Step 1. Install Hyper-V.

Google is still 90 percent ad-driven as Nexus sales decline

Like Microsoft, Google announced its quarterly earnings on Thursday, but unlike Microsoft, Google didn’t meet analyst expectations for profits or revenues, thanks to mobile challenges (sound familiar?) and growing expenses. Revenues in the quarter rose 12 percent to $17.26 billion, and as always about 90 percent of Google’s revenues came from online ads. But don’t worry folks, I’m sure at least 5 percent of its remaining revenues involved invading someone’s privacy too. One thing it doesn’t involve is hardware sales: revenues from the company’s admittedly niche Nexus hardware lineup “declined” an unspecified amount. What’s less than zero?

“Google crashes Telstra’s party”



Apple Watch launches, volcano erupts in Chile

And, no, those two events are not related in anyway, but since Apple product launches are usually an explosion of news, what the heck. This time, however, Apple has done the inexplicable by refusing to sell Apple Watch to customers who queue up in front of its stores, often days in advance. Instead, it is only delivering the device online, and it seems like the usage buildup will be slow. Probably because six months ago there wasn’t a person on earth—no, pedants, not literally—who thought they needed a watch.

“Yikes! What I learned from my Google search history”

A little heavy on the porn and cosplay.

Amazon loses money again, move along nothing to see here … Except …

Remember how Amazon never posts a profit? Well, they’re at it again: The online retailer posted its most recent quarterly earnings on Thursday, resulting in a $57 million loss on revenues of $22.39 billion. So nothing to see here, right? Not quite. For the first time ever, Amazon detailed the results for its cloud computing business, and confirmed what we’ve sort of known for a long time: it is kicking the bejezus out of distant second place player Microsoft in this market. Amazon Web Services posted net sales of $1.57 billion in the quarter, up 49 percent from a year earlier. And AWS is now a $5 billion business annually, and is experiencing accelerating growth. Microsoft has its work cut out for it: though the software giant claims its commercial cloud businesses are hitting a $6+ billion run rate, that includes Office 365 and other product lines too, not just Azure.

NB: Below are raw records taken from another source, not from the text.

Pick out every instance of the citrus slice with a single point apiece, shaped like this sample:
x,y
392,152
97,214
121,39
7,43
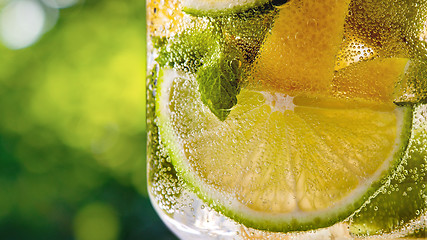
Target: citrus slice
x,y
280,163
220,7
300,52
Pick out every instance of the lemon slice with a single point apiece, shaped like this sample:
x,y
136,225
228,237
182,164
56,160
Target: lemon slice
x,y
220,7
280,163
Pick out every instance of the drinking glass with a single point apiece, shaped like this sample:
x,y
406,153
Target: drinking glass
x,y
288,119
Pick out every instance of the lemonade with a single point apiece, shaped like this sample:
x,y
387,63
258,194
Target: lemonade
x,y
299,119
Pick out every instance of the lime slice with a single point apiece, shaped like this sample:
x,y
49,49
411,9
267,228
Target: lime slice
x,y
220,7
280,163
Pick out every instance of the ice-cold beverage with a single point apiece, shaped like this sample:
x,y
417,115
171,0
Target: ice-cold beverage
x,y
288,119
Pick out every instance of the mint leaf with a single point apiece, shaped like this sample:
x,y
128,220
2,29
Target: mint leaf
x,y
186,50
218,81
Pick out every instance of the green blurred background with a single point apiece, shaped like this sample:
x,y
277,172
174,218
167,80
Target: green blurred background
x,y
72,121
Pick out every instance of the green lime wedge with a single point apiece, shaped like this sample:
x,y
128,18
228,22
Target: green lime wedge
x,y
222,7
280,163
400,206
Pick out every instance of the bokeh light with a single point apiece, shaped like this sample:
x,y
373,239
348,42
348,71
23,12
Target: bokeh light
x,y
72,121
21,23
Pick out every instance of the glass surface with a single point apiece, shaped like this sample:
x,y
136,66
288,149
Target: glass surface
x,y
298,119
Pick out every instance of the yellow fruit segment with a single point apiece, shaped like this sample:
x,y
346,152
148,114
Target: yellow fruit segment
x,y
164,17
374,80
299,54
278,160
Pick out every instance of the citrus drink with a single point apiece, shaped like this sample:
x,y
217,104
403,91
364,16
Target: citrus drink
x,y
287,119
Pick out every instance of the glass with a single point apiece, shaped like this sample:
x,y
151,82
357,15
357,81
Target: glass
x,y
276,119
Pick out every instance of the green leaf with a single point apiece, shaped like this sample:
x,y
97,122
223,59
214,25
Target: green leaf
x,y
218,81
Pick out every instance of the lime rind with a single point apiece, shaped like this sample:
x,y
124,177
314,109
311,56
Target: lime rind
x,y
214,8
281,222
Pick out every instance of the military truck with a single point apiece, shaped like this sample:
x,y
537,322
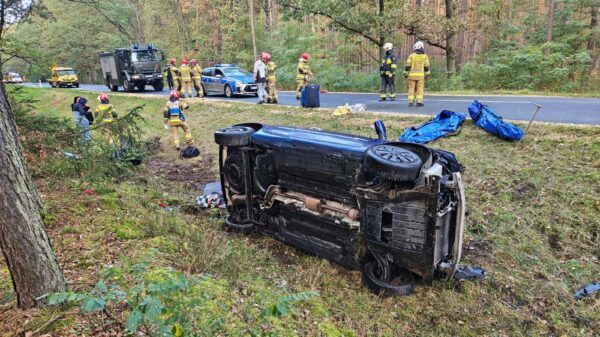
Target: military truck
x,y
132,67
63,77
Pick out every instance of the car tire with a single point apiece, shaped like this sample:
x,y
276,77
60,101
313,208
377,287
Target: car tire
x,y
404,278
234,136
227,90
393,162
239,228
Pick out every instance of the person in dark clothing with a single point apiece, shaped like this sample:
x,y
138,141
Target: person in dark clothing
x,y
80,110
169,76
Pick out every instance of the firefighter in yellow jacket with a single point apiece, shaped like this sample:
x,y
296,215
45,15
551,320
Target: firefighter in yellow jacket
x,y
186,79
176,75
271,79
387,72
175,119
196,78
304,74
417,71
105,114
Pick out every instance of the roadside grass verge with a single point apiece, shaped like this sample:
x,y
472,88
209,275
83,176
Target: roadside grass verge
x,y
533,223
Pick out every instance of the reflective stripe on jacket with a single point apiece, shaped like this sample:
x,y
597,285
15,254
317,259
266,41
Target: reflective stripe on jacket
x,y
303,70
196,72
417,65
271,71
106,113
185,72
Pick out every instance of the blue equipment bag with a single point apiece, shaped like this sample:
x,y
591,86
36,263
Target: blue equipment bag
x,y
444,124
487,119
310,96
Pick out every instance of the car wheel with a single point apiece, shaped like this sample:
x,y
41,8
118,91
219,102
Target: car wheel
x,y
402,283
228,91
234,136
393,162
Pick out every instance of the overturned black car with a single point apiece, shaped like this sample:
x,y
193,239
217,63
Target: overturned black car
x,y
391,209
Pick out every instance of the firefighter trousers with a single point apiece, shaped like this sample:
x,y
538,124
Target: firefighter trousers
x,y
198,87
186,88
301,84
416,88
186,130
387,82
272,90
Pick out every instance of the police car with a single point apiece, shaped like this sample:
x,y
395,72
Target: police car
x,y
228,80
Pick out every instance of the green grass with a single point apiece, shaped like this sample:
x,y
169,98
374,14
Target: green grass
x,y
533,223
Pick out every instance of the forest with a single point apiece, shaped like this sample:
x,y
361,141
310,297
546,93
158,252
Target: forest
x,y
497,45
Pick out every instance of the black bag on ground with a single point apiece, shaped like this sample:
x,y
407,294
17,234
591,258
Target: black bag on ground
x,y
189,152
310,96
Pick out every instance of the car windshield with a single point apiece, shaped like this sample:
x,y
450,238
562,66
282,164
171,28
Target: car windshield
x,y
235,72
144,56
65,72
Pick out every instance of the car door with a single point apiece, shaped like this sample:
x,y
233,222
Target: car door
x,y
208,79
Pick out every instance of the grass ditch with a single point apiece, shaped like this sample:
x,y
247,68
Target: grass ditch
x,y
533,223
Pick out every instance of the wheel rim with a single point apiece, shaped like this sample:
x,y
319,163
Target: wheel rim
x,y
394,154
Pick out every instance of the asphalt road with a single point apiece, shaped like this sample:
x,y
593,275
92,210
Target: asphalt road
x,y
554,109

By some estimates, AWS is 3-4 times the size of Azure and is extending its lead.


“Microsoft attacks Chromebooks with new, cheaper Surface 3 for schools”

It’s unclear how a $449 Surface 3—$579 with keyboard—competes with Chromebook, which can cost as little as $150.


Because you just can’t make this stuff up

An image of the Android robot peeing on an Apple logo is now available for your viewing pleasure on Google Maps. But this isn’t some Google prank, it’s just Google incompetence. Apparently the image was added by a user in the UK who wanted to prove that Google’s “review policy is crap,” and succeeded handily. I assume this will be taken down sometime today. Which is of course why I’m promoting it here.

“Microsoft Releases New Windows 10, It’s The Big One”

News from the future. I’m just happy to hear that Windows 10 did well.